06
K-Means
Clustering


K-Means is one of the most popular clustering algorithms. The K-means algorithm performs sequential iterations looking to minimise the distance among the datapoints belonging to a pre-defined number of groups or clusters.

The algorithm converges consistenly for different initializations. In this case, the algorithm takes into account a multi-dimensional approach including the datapoints of backscatter, emissivities, temperature amplitude and NDVI.

K-Means
Build

The input data for the K-Means algorithm is the combination of all input variables.

Once the gridpoints are assigned to particular clusters, the average value of the LMD soil moisture dataproduct are associated to each one of the clusters.

Sklearn.cluster
K-Means

# Input data
input = data[['ts_amplitude','ndvi','backscatter','emissivity_v','emissivity_h']]

# K-Means parameters
clusters = KMeans(n_clusters=10, random_state=0, n_init="auto").fit_predict(input)
data['clusters']=clusters

# Assign values to clusters
cluster_values = [ ]
for i in range(0,10):
   value = data['lmd_soilWetness'].loc[data['clusters'] == i].mean()
   cluster_values.append(value)
data['Kmeans_SM']= data['clusters'].apply(lambda x: cluster_values[x])

Clusters
Distribution

The ten pre-defined clusters are distributed in size as shown here. There are five main clusters above 4000 datapoints each, while the smallest account to around 1400 datapoints.

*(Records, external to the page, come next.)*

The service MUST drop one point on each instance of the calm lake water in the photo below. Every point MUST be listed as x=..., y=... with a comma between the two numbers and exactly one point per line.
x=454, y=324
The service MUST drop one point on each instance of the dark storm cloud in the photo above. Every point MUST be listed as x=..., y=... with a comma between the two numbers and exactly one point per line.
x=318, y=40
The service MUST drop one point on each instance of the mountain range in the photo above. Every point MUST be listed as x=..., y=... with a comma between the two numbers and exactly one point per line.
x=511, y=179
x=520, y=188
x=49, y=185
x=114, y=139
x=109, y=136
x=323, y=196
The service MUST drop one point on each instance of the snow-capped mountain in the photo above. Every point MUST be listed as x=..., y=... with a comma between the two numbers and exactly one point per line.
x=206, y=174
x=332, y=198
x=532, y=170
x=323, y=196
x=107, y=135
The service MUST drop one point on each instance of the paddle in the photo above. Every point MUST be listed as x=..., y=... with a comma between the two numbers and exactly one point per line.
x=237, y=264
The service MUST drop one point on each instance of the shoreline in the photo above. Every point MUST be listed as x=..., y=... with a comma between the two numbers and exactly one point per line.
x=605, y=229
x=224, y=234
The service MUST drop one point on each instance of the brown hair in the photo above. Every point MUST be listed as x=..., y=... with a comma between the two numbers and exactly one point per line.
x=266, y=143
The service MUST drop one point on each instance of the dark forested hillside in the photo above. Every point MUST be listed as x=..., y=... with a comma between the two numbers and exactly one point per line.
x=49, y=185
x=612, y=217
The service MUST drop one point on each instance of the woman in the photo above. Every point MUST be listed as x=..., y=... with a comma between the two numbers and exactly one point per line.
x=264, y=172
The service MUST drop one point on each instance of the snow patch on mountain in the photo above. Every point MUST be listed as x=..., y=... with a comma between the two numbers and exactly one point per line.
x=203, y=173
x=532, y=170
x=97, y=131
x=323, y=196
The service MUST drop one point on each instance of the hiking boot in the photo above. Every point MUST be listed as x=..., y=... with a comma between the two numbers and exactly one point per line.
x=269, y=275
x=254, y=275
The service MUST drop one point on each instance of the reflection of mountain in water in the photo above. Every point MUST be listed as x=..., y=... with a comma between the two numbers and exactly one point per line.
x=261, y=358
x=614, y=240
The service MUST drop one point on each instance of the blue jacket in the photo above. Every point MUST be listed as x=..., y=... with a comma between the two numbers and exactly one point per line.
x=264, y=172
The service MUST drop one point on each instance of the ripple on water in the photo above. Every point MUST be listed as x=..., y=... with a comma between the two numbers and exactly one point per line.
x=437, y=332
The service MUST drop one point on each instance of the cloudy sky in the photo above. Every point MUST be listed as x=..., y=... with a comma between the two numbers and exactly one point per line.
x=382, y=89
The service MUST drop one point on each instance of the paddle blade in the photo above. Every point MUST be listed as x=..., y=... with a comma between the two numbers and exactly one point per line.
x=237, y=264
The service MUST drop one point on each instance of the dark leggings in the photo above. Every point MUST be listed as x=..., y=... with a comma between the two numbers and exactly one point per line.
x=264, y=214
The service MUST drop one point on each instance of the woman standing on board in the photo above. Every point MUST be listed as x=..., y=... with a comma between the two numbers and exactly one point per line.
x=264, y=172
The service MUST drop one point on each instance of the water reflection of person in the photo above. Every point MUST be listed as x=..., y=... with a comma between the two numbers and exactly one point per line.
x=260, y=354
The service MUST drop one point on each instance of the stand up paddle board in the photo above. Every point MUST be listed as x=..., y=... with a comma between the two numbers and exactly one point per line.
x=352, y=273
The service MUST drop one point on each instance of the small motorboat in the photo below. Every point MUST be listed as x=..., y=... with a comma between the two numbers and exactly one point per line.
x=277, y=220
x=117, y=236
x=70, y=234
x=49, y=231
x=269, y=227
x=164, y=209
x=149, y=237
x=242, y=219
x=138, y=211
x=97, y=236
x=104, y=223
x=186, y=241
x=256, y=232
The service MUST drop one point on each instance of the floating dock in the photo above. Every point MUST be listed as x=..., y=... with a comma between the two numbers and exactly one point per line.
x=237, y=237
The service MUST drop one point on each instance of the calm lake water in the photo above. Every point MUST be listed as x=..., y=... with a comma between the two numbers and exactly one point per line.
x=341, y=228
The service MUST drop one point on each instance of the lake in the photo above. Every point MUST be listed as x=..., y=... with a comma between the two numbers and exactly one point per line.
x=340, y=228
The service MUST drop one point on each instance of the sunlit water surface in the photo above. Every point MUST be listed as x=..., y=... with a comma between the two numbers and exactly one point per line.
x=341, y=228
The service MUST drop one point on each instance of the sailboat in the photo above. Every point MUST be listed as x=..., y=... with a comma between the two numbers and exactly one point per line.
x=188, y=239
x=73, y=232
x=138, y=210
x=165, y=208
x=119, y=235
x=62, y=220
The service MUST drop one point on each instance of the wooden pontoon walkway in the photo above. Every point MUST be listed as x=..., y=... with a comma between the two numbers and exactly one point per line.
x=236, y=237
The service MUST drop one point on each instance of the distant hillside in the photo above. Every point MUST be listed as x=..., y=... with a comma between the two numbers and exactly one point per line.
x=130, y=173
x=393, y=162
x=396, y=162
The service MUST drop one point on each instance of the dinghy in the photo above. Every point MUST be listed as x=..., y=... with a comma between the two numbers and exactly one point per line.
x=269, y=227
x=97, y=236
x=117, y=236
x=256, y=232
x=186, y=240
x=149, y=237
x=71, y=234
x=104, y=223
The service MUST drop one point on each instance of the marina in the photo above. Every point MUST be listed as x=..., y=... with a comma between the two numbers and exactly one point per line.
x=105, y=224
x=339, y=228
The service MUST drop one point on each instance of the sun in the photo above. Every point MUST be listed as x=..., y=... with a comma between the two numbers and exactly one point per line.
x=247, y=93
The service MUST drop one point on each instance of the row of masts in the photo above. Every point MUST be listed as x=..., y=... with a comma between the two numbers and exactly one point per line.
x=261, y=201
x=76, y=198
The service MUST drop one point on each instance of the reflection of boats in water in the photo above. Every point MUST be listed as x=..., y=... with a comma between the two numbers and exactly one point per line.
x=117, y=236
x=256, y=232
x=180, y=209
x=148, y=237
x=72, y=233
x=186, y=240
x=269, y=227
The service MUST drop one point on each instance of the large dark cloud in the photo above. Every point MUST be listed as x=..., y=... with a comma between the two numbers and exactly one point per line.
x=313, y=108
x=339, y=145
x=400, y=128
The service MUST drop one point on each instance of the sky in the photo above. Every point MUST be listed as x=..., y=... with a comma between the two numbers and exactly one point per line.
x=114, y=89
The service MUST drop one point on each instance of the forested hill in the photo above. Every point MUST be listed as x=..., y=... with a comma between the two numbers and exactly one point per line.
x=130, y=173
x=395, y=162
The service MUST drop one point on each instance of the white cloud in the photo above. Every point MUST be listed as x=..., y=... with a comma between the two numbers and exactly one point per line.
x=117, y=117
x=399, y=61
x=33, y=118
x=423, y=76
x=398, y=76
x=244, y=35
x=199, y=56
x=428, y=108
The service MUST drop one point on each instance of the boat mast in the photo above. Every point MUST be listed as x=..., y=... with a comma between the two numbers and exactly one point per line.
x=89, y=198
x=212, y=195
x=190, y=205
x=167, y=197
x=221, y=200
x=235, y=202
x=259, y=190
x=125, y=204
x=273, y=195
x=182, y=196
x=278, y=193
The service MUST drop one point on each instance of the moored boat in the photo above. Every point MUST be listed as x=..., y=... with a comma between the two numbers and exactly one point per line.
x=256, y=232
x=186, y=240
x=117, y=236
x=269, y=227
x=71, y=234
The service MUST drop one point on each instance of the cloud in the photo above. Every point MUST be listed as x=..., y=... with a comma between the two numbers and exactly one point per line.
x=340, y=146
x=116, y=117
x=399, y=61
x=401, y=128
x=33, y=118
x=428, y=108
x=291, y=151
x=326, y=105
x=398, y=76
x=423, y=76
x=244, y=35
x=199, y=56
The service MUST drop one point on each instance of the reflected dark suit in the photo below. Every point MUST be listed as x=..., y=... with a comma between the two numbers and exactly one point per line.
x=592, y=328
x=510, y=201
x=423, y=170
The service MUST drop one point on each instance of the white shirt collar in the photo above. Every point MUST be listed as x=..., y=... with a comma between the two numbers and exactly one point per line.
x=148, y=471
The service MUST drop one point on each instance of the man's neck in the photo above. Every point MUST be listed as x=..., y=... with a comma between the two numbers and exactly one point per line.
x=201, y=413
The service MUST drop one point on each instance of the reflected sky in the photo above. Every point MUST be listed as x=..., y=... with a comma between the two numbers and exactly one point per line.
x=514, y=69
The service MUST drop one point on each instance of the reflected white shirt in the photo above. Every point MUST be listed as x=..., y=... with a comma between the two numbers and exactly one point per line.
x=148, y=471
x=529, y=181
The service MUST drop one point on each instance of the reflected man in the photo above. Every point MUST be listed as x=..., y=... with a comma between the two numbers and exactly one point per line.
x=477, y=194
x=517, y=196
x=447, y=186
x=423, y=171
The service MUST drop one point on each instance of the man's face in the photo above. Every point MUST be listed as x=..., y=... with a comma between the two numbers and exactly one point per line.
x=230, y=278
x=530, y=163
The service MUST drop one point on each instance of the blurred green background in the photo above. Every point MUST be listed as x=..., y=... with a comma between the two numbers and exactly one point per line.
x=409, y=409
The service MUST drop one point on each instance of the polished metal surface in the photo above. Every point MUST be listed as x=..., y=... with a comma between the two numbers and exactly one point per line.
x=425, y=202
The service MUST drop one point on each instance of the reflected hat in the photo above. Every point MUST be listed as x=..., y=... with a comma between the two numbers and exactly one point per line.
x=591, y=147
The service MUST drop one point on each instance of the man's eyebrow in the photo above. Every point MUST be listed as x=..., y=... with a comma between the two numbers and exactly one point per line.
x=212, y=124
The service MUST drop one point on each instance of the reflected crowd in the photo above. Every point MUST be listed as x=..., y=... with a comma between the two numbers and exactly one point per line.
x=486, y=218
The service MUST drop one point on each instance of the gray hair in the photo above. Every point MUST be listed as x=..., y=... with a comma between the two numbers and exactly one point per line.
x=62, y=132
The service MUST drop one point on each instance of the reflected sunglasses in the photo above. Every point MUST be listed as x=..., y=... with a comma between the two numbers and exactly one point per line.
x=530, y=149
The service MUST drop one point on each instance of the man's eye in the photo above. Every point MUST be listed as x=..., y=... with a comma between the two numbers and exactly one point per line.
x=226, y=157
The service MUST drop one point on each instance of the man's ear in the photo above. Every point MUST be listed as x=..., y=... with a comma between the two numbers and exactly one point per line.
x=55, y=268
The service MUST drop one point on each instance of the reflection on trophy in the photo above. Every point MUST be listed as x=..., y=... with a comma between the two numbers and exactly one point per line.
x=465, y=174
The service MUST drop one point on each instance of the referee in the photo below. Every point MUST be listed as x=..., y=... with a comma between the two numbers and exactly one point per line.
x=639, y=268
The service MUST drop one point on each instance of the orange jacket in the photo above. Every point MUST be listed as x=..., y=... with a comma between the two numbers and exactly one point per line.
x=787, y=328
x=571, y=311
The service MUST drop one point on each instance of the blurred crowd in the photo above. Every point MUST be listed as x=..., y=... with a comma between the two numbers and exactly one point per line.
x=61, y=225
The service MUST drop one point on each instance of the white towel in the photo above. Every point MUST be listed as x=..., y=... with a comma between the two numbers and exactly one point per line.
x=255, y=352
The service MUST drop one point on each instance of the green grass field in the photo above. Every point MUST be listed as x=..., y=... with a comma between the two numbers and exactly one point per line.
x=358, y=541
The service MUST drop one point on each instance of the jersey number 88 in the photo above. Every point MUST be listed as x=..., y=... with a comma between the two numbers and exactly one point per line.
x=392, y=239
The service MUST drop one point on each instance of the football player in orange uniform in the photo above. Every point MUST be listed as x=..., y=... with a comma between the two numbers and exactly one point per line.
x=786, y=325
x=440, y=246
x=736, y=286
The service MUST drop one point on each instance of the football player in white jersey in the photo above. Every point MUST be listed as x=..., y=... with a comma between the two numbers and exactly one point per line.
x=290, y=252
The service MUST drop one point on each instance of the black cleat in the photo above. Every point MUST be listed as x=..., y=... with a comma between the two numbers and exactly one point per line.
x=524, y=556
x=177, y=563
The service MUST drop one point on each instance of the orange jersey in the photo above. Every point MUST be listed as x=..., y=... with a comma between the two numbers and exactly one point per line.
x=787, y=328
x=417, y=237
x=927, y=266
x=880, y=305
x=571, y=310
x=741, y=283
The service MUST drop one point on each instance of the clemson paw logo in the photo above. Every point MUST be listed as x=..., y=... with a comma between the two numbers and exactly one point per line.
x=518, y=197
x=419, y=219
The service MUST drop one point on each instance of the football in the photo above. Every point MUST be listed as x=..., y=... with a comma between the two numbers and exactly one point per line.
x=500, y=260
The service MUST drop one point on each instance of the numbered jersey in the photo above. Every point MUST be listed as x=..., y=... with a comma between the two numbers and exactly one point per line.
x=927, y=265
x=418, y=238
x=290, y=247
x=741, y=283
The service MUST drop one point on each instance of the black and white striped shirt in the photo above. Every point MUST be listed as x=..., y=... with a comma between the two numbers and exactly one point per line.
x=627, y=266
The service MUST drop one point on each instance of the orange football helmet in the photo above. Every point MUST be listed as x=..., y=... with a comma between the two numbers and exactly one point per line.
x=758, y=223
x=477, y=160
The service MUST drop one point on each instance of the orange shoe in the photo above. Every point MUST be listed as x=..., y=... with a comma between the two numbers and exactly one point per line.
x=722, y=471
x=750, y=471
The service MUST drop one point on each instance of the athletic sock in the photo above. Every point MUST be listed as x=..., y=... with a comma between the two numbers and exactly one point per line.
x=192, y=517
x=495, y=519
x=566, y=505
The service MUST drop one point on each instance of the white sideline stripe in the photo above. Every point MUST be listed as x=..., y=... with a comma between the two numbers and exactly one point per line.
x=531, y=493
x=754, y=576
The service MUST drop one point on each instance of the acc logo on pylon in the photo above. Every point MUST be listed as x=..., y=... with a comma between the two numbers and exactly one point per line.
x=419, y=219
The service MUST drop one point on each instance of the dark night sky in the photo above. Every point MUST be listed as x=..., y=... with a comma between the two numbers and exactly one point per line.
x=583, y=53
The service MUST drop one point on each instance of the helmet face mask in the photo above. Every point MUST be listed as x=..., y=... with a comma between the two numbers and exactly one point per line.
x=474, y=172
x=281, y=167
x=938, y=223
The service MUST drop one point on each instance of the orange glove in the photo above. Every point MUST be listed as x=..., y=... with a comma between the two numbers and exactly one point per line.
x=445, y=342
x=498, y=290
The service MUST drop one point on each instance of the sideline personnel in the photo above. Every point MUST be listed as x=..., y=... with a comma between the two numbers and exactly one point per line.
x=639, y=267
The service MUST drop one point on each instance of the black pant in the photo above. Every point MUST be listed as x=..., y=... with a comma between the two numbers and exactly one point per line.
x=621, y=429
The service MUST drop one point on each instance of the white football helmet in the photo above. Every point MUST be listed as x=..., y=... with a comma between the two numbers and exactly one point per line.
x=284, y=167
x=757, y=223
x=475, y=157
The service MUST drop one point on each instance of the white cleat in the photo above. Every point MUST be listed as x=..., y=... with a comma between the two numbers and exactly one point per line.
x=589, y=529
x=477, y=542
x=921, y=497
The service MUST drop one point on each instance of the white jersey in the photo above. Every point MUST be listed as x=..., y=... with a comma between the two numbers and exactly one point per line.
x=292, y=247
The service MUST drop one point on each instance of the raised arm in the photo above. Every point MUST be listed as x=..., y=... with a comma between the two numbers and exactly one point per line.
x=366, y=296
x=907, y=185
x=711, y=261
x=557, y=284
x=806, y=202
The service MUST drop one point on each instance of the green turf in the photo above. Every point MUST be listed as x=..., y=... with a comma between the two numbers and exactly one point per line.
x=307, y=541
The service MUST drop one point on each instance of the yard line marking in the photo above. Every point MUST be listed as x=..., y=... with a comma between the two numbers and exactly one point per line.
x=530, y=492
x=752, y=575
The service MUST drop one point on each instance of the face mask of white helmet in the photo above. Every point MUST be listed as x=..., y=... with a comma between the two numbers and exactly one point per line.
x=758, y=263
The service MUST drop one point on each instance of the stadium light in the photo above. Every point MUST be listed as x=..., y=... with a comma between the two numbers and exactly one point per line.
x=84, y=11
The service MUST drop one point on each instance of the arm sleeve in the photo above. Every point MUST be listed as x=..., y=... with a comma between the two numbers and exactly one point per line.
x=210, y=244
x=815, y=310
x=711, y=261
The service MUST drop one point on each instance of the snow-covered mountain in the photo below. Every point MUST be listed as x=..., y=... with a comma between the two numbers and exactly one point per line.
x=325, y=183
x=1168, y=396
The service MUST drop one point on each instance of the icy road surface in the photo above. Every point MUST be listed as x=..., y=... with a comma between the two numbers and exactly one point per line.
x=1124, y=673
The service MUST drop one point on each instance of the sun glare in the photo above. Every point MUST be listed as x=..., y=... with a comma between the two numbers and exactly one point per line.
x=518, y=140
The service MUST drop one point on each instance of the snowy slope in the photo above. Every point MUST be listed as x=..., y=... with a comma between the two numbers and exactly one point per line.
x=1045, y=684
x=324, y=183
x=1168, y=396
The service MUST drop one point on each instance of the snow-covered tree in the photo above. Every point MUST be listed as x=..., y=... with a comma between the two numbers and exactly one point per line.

Overall there is a uniform distribution of datapoints in all the spectrum of values provided by the LMD soil moisture dataproduct.

Spatial
Distribution

The K-Means clustering method captures the main patterns and regions of interest that the original LMD soil moisture dataproduct provides.

This fact shows that the input variables considered have the information required to construct a similar dataproduct. While their relative weight in this construction remains unclear using this method, it sets the path to further analysis based on this dataset.